Josephine was admittedly “dramatic.” And she would have acknowledged being theatrical about having to “cast my lot henceforth with the Negro.” But for all of her hyperbole, she was not understating the vertigo-inducing stakes of marrying George that day. The taboo against interracial intimacy, or miscegenation as it was still then called, was fundamental to maintaining myths of racial difference and purity. In 1928, blacks and whites lived in such different worlds that white women who married black men did undergo a kind of social death, often expelled from family, home, and community. As they attempted to enter a black world in which their presence was an unwelcome reminder of inequality and oppression, they often found themselves without kin, church, or familiar social networks. Many crossed over without knowing much about black cultural expectations or black history. Some knew only a few black people. Most were ill equipped to face the h
ostile reaction they engendered or to fit into the new world they had chosen.
The newspapers, meanwhile, were thick with warnings to race-crossers. An assistant professor at a medical college in Virginia had recently been fired for remarking, hypothetically, that she’d prefer to “marry an intellectual and highly cultured ‘Negro’ than an inferior type of ‘white man.’” In Poughkeepsie, New York, a black man was charged with “second degree criminal assault” for the “crime” of living with his white wife—in a state that had no laws prohibiting intermarriage. Only one state over, in Connecticut, Beatrice Taylor, a Mayflower descendant, could not find a single minister willing to marry her to her fiancé, Clarence, “who looks white, but isn’t.” In Washington Heights in New York City, white Helen Croute was beaten by white neighbors who resented her marriage to a black man. Marriages that were routine in every way but race, such as that between Edith Sproul and Jerome Peterson, two young medical students at Columbia University, were described in full-page spreads. The Jack Johnson case lived on in an angry white imagination of the “growing evil” of intermarriage. And the Rhinelander case, with its painful reminders that even where interracial marriage was legal, it was still considered immoral, and that those who crossed race lines might be subject to untold and unimaginable humiliation, was still headline matter in 1928.

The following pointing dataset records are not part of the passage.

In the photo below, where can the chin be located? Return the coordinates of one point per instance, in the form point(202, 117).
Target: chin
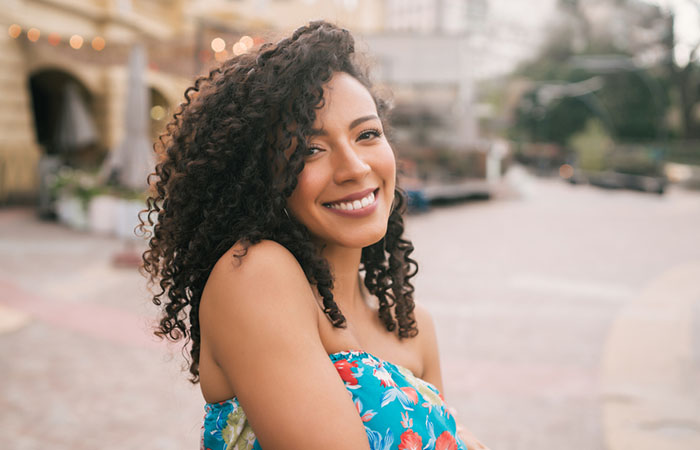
point(360, 239)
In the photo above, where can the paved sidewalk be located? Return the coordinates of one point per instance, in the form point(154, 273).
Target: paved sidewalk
point(568, 317)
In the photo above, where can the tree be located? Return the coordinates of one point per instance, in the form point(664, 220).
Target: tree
point(684, 73)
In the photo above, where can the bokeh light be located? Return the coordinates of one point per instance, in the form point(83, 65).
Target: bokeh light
point(14, 31)
point(239, 48)
point(76, 41)
point(218, 45)
point(158, 113)
point(98, 43)
point(33, 34)
point(53, 39)
point(247, 41)
point(566, 171)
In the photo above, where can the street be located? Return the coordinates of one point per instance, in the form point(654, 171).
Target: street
point(568, 317)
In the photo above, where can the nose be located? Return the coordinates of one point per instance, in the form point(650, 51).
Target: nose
point(349, 164)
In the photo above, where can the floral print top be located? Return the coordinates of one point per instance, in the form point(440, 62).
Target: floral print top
point(399, 410)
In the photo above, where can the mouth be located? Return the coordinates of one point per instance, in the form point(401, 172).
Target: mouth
point(356, 202)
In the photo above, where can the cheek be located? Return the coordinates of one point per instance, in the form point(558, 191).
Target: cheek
point(305, 193)
point(386, 167)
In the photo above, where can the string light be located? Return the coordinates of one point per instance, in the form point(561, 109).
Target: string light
point(14, 31)
point(218, 45)
point(76, 41)
point(33, 34)
point(53, 38)
point(158, 113)
point(98, 43)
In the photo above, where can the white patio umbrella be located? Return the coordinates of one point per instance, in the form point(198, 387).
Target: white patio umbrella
point(133, 159)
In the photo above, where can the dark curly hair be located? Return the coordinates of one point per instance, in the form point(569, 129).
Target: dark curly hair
point(224, 178)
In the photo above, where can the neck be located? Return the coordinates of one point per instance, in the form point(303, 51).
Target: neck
point(345, 265)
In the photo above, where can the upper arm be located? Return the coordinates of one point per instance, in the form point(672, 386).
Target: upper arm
point(260, 320)
point(428, 344)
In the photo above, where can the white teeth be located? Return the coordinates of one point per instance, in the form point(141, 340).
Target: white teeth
point(356, 204)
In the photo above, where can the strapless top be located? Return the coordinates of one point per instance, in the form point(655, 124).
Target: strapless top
point(398, 410)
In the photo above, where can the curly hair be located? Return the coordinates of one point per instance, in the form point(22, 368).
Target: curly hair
point(224, 178)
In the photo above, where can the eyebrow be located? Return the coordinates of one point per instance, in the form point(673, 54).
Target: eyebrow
point(353, 124)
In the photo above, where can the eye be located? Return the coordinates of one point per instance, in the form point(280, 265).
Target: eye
point(312, 151)
point(369, 134)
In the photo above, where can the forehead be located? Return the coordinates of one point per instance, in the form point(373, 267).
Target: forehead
point(345, 99)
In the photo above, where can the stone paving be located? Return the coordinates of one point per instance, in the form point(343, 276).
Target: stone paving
point(568, 317)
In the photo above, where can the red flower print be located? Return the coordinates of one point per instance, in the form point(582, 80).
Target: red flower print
point(384, 377)
point(344, 369)
point(411, 441)
point(411, 394)
point(446, 442)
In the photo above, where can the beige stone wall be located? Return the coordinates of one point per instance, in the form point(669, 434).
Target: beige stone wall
point(19, 153)
point(20, 59)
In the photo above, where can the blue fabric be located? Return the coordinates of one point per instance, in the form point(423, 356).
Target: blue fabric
point(399, 411)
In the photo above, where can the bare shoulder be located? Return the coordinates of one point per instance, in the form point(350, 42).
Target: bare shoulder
point(428, 345)
point(258, 315)
point(264, 287)
point(247, 273)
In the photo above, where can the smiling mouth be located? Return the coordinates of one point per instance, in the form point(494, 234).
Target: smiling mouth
point(354, 205)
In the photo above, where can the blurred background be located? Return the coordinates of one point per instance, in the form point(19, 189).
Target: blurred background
point(550, 150)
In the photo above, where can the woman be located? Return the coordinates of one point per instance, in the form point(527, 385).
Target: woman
point(279, 252)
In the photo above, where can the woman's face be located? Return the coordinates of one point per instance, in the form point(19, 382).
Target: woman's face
point(345, 192)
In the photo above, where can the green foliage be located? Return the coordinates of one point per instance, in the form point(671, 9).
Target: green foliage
point(591, 146)
point(85, 185)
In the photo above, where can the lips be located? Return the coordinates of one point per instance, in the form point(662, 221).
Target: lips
point(353, 202)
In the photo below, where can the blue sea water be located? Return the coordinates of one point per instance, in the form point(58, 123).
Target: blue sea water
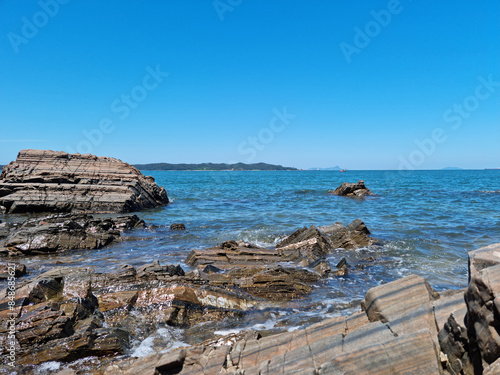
point(425, 221)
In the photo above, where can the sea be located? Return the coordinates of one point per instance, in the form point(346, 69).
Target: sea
point(425, 223)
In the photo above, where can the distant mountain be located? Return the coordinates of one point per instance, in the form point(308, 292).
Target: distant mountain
point(212, 167)
point(336, 168)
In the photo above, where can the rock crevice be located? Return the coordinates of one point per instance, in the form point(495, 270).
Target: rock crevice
point(52, 181)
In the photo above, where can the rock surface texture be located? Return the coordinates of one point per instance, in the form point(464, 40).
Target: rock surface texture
point(405, 328)
point(51, 181)
point(357, 189)
point(62, 232)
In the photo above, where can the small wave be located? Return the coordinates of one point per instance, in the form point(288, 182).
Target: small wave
point(489, 191)
point(167, 339)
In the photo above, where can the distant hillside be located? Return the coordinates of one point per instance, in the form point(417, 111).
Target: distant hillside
point(212, 167)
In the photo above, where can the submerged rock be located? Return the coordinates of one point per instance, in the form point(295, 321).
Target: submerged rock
point(177, 226)
point(406, 328)
point(343, 345)
point(65, 232)
point(353, 236)
point(357, 189)
point(50, 181)
point(254, 270)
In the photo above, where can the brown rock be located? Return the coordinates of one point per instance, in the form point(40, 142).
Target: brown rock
point(353, 236)
point(177, 226)
point(66, 232)
point(49, 181)
point(12, 270)
point(357, 189)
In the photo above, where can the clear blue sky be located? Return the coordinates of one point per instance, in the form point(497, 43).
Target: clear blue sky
point(360, 83)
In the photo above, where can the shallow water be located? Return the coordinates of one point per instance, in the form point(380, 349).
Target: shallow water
point(426, 222)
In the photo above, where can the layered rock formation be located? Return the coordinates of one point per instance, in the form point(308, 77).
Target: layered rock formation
point(279, 273)
point(62, 232)
point(70, 313)
point(405, 328)
point(357, 189)
point(50, 181)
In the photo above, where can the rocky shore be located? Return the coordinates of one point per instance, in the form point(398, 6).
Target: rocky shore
point(88, 320)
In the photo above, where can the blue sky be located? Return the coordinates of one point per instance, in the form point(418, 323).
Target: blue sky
point(363, 85)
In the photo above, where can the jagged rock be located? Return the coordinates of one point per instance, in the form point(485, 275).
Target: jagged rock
point(49, 181)
point(177, 226)
point(353, 236)
point(483, 305)
point(66, 232)
point(304, 246)
point(5, 229)
point(51, 328)
point(357, 189)
point(156, 268)
point(12, 269)
point(343, 345)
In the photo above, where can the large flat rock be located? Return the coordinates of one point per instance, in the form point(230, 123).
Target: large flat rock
point(51, 181)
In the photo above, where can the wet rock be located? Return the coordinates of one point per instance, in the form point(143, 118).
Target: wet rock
point(483, 309)
point(357, 189)
point(12, 269)
point(341, 268)
point(155, 268)
point(177, 226)
point(304, 246)
point(4, 230)
point(255, 270)
point(49, 181)
point(337, 345)
point(353, 236)
point(66, 232)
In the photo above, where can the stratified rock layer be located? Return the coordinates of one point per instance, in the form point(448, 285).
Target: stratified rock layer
point(406, 328)
point(51, 181)
point(63, 232)
point(357, 189)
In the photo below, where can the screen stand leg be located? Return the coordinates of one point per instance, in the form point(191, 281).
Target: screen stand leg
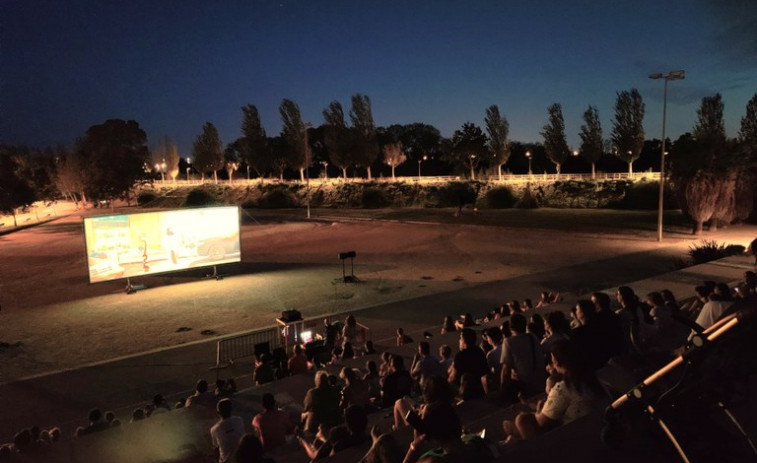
point(215, 274)
point(131, 289)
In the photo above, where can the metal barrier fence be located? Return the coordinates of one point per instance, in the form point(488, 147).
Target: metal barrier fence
point(244, 345)
point(282, 335)
point(506, 178)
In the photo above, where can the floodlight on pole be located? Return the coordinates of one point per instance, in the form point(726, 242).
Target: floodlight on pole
point(672, 75)
point(305, 127)
point(528, 156)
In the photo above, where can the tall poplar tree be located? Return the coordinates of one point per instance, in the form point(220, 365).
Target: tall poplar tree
point(254, 143)
point(337, 137)
point(365, 142)
point(628, 127)
point(294, 134)
point(555, 144)
point(498, 129)
point(591, 138)
point(207, 152)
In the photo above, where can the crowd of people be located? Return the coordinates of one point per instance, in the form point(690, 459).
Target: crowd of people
point(550, 360)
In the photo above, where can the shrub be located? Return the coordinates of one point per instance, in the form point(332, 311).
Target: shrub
point(279, 198)
point(527, 201)
point(201, 197)
point(711, 250)
point(458, 194)
point(499, 198)
point(374, 198)
point(146, 197)
point(645, 195)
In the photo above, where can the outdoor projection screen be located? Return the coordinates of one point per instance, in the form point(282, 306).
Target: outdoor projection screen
point(130, 245)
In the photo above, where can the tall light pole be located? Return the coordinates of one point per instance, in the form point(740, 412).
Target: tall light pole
point(528, 156)
point(419, 166)
point(672, 75)
point(305, 146)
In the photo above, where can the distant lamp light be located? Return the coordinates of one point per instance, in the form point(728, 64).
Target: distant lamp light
point(671, 75)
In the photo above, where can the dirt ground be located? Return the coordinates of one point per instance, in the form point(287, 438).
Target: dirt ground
point(53, 319)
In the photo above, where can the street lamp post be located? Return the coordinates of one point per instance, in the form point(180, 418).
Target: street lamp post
point(672, 75)
point(419, 167)
point(528, 156)
point(325, 170)
point(307, 125)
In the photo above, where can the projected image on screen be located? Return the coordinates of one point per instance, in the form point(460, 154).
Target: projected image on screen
point(123, 246)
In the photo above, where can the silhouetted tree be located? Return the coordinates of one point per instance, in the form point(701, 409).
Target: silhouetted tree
point(337, 137)
point(167, 153)
point(591, 138)
point(115, 155)
point(366, 145)
point(628, 128)
point(253, 145)
point(498, 129)
point(420, 140)
point(393, 155)
point(468, 147)
point(15, 191)
point(555, 144)
point(207, 152)
point(70, 175)
point(294, 134)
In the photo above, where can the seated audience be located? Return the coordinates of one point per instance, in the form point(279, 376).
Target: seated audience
point(336, 356)
point(464, 321)
point(250, 450)
point(272, 425)
point(536, 326)
point(522, 362)
point(576, 395)
point(556, 327)
point(159, 405)
point(384, 449)
point(424, 364)
point(397, 383)
point(352, 332)
point(712, 309)
point(469, 359)
point(445, 358)
point(436, 392)
point(348, 352)
point(372, 378)
point(298, 363)
point(96, 423)
point(355, 391)
point(448, 325)
point(201, 396)
point(321, 404)
point(226, 433)
point(402, 338)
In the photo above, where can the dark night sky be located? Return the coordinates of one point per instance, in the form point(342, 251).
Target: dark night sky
point(173, 65)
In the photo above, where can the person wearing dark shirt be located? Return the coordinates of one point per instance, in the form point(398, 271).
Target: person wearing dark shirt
point(397, 383)
point(321, 404)
point(263, 370)
point(470, 359)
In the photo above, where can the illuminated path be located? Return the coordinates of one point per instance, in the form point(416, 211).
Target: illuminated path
point(63, 398)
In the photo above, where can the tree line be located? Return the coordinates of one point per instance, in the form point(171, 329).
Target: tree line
point(709, 170)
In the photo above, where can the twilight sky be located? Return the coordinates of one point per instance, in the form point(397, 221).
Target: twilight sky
point(172, 65)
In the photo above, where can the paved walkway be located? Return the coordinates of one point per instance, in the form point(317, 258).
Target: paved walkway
point(65, 397)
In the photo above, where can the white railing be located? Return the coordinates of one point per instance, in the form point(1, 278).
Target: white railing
point(506, 178)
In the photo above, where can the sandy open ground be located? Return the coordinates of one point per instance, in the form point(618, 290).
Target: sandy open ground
point(53, 319)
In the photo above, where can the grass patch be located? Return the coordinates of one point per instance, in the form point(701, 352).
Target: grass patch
point(568, 220)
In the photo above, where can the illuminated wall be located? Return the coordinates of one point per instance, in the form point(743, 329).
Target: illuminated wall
point(123, 246)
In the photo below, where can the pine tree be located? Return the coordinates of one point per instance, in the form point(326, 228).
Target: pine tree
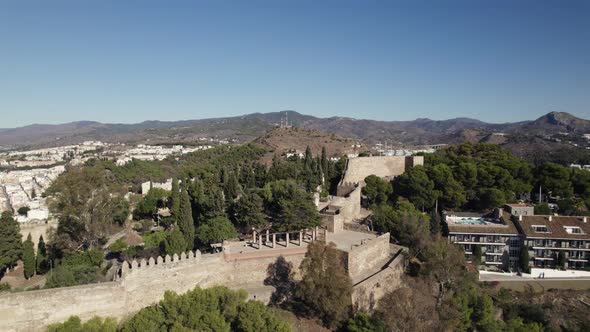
point(325, 286)
point(175, 197)
point(29, 257)
point(10, 244)
point(174, 243)
point(232, 187)
point(185, 220)
point(325, 164)
point(435, 223)
point(41, 256)
point(524, 259)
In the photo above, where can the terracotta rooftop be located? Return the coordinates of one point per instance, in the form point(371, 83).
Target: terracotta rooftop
point(556, 228)
point(519, 205)
point(503, 225)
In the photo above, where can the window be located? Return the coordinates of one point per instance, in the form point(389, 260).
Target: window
point(573, 230)
point(540, 229)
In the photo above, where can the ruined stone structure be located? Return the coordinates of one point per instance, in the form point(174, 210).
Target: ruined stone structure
point(357, 169)
point(375, 266)
point(345, 207)
point(239, 266)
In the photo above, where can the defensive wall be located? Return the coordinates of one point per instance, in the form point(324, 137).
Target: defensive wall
point(370, 253)
point(144, 282)
point(344, 209)
point(140, 284)
point(375, 266)
point(367, 291)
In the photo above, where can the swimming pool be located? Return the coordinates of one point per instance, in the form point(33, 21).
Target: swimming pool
point(470, 221)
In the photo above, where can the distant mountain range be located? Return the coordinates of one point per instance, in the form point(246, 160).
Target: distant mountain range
point(248, 127)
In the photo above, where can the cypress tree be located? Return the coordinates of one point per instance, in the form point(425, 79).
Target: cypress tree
point(175, 197)
point(524, 259)
point(435, 223)
point(29, 257)
point(10, 244)
point(41, 256)
point(477, 254)
point(174, 243)
point(185, 220)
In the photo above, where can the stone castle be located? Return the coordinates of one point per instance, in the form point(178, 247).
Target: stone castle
point(374, 265)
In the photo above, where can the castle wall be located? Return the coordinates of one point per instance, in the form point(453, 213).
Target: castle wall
point(32, 311)
point(142, 283)
point(36, 229)
point(367, 293)
point(369, 256)
point(383, 166)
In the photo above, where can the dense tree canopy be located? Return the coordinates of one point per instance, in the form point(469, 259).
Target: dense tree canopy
point(10, 242)
point(29, 257)
point(325, 288)
point(90, 207)
point(377, 190)
point(289, 206)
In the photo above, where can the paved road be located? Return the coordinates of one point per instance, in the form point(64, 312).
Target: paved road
point(546, 284)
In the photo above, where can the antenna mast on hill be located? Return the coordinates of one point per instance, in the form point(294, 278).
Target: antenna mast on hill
point(285, 122)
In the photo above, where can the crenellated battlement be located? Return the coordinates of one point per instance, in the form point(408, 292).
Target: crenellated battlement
point(175, 260)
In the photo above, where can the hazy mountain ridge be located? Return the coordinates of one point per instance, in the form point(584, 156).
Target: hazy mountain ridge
point(248, 127)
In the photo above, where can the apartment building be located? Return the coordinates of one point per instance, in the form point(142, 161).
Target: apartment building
point(547, 236)
point(494, 233)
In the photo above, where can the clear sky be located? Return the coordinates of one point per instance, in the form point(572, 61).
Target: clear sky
point(129, 61)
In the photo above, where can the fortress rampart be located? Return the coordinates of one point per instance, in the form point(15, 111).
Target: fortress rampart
point(357, 169)
point(375, 266)
point(141, 283)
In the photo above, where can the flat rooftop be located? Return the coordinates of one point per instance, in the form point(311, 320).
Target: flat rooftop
point(345, 239)
point(468, 222)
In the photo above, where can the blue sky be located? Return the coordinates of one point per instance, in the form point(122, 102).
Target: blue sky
point(129, 61)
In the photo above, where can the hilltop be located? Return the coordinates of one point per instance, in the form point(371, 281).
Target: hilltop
point(281, 140)
point(553, 133)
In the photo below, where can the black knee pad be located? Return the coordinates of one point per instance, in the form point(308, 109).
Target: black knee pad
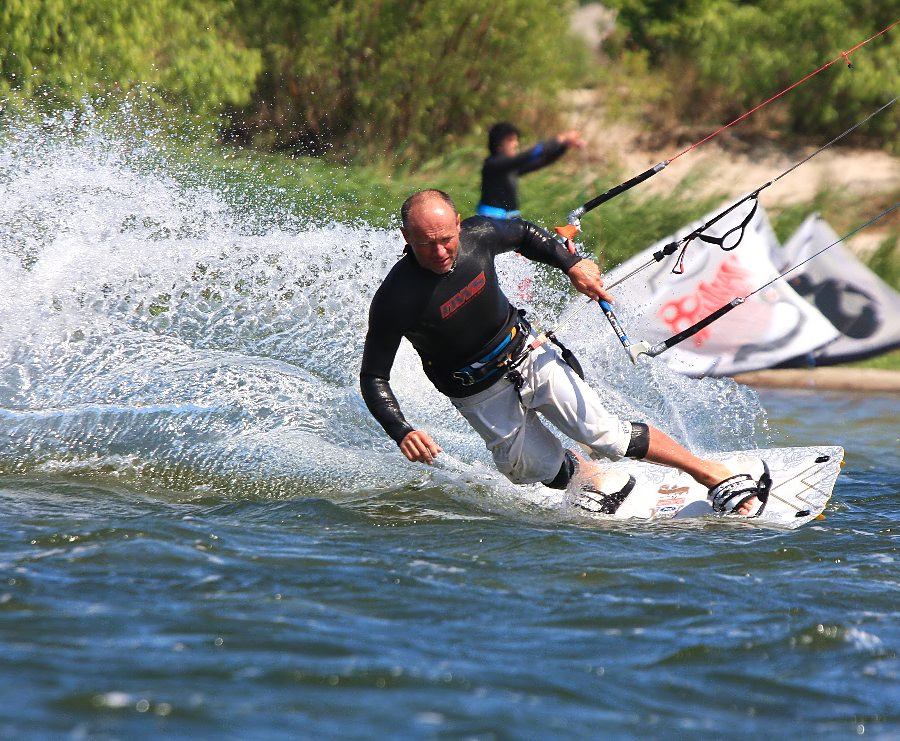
point(640, 441)
point(566, 471)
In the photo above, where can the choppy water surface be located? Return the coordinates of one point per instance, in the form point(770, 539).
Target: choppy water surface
point(204, 534)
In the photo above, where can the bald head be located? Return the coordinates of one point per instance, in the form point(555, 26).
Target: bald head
point(425, 199)
point(431, 228)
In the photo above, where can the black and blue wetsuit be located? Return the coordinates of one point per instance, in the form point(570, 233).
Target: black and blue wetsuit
point(500, 177)
point(452, 319)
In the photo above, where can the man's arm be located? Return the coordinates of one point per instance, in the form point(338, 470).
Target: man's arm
point(539, 245)
point(379, 352)
point(540, 155)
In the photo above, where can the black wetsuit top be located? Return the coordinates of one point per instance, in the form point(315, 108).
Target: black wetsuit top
point(451, 319)
point(500, 174)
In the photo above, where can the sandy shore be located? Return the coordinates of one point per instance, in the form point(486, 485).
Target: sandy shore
point(831, 379)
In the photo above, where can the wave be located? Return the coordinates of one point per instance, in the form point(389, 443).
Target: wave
point(153, 331)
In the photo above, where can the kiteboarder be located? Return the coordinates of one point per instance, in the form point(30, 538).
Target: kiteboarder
point(501, 170)
point(443, 295)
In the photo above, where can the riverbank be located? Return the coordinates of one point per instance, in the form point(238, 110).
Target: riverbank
point(835, 378)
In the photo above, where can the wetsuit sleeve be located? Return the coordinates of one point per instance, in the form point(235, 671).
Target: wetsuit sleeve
point(379, 351)
point(540, 155)
point(537, 244)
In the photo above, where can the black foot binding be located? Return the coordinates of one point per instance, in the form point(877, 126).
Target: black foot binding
point(603, 493)
point(728, 496)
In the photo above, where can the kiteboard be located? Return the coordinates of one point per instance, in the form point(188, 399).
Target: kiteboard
point(802, 482)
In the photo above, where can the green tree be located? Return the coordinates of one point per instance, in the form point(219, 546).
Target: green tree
point(725, 56)
point(59, 50)
point(401, 76)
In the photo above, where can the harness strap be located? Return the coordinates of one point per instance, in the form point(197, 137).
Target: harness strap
point(504, 356)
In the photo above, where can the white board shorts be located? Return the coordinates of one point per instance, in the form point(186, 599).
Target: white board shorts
point(524, 449)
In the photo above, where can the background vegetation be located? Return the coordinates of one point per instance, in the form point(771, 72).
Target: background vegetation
point(348, 105)
point(413, 79)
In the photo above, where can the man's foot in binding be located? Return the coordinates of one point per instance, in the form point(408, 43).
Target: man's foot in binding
point(743, 494)
point(599, 490)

Intolerance of interracial intimacy was not confined only to southerners. Nor only to whites: the black press, albeit less hysterical, was hardly more supportive. With “social sensibilities [against intermarriage] . . . intensifying on both sides of the [color] line” throughout the twenties, many black editors were quick to pronounce interracial unions “unwise” and insist that their papers had “never argued for racial intermarriage.” Some claimed that most blacks were not “overeager to marry into the white race” and felt, as a race, “neither eagerness nor expectation of intermarriage or amalgamation.” An “uncharitable attitude” toward blacks who married whites was sometimes justified in the black press with reference to the long history of the trouble that white women had visited upon black people. Almost as many blacks as whites had objected to the “miscegenation theme” of Eugene O’Neill’s All God’s Chillun Got Wings in 1924. And more than ten years after Johnson walked away from prison, black readers were still writing letters to editors lamenting that the fighter had not married “some worthy black woman” rather than the two white wives who had brought the black community such bad press.